Hi there! I am Ji-Ung, a postdoc at the research training group Neuroexplicit Models at the University of Saarland (Germany). My research revolves around efficient model training in natural language processing (NLP). This usually involves methods such as active learning that can handle low-resource scenarios with users who can provide the labels for queried instances. I am also interested in (human) language learning, so the evaluation of my methods often happens within the context of automated exercise generation and assessment. Finally, I am a big fan of user studies, having devised and conducted various evaluation studies involving citizen scientists. If you are interested in these research topics feel free to drop me a message!

News

09-2025 - New Preprint (paper)

Bridging Fairness and Explainability: Can Input-Based Explanations Promote Fairness in Hate Speech Detection? Yifan Wang, Mayank Jobanputra, Ji-Ung Lee, Soyoung Oh, Isabel Valera, Vera Demberg. 2025.

Abstract: Natural language processing (NLP) models often replicate or amplify social bias from training data, raising concerns about fairness. At the same time, their black-box nature makes it difficult for users to recognize biased predictions and for developers to effectively mitigate them. While some studies suggest that input-based explanations can help detect and mitigate bias, others question their reliability in ensuring fairness. Existing research on explainability in fair NLP has been predominantly qualitative, with limited large-scale quantitative analysis. In this work, we conduct the first systematic study of the relationship between explainability and fairness in hate speech detection, focusing on both encoder- and decoder-only models. We examine three key dimensions: (1) identifying biased predictions, (2) selecting fair models, and (3) mitigating bias during model training. Our findings show that input-based explanations can effectively detect biased predictions and serve as useful supervision for reducing bias during training, but they are unreliable for selecting fair models among candidates.

02-2025 - New Preprint (paper)

B-cos LM: Efficiently Transforming Pre-trained Language Models for Improved Explainability. Yifan Wang, Sukrut Rao, Ji-Ung Lee, Mayank Jobanputra, Vera Demberg. 2025.

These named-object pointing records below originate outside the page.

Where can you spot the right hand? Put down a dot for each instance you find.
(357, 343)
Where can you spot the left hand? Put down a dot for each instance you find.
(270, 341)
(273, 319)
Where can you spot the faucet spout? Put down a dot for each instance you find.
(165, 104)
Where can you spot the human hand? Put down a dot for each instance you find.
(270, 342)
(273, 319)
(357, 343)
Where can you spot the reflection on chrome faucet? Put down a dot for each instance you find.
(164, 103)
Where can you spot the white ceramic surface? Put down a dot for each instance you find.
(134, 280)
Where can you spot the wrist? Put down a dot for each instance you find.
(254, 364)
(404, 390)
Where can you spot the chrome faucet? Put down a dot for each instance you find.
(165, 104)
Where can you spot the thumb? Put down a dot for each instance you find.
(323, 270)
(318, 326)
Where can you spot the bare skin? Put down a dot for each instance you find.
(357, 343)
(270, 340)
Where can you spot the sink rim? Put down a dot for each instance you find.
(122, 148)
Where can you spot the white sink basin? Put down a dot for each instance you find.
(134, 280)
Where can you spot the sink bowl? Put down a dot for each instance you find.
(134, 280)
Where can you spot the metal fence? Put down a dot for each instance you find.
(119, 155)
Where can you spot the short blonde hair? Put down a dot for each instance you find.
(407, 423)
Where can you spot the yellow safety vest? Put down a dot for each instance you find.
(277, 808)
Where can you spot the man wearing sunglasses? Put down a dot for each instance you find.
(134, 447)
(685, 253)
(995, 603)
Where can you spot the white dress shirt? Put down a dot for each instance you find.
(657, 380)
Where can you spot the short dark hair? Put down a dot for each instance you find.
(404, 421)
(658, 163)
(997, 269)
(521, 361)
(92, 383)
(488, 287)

Abstract: Post-hoc explanation methods for black-box models often struggle with faithfulness and human interpretability due to the lack of explainability in current neural models. Meanwhile, B-cos networks have been introduced to improve model explainability through architectural and computational adaptations, but their application has so far been limited to computer vision models and their associated training pipelines. In this work, we introduce B-cos LMs, i.e., B-cos networks empowered for NLP tasks. Our approach directly transforms pre-trained language models into B-cos LMs by combining B-cos conversion and task fine-tuning, improving efficiency compared to previous B-cos methods. Our automatic and human evaluation results demonstrate that B-cos LMs produce more faithful and human interpretable explanations than post hoc methods, while maintaining task performance comparable to conventional fine-tuning. Our in-depth analysis explores how B-cos LMs differ from conventionally fine-tuned models in their learning processes and explanation patterns. Finally, we provide practical guidelines for effectively building B-cos LMs based on our findings.

02-2025 - Full-day workshop on research data management (linkedin)

On February 17, I gave a workshop on research data management at our RTG. The workshop covered various aspects around the collection, processing, and storage of research data, and also provided insights on how to conduct reproducible research, especially when working with neural models. The workshop ended with a fruitful discussion where we decided upon practical guidelines for our RTG.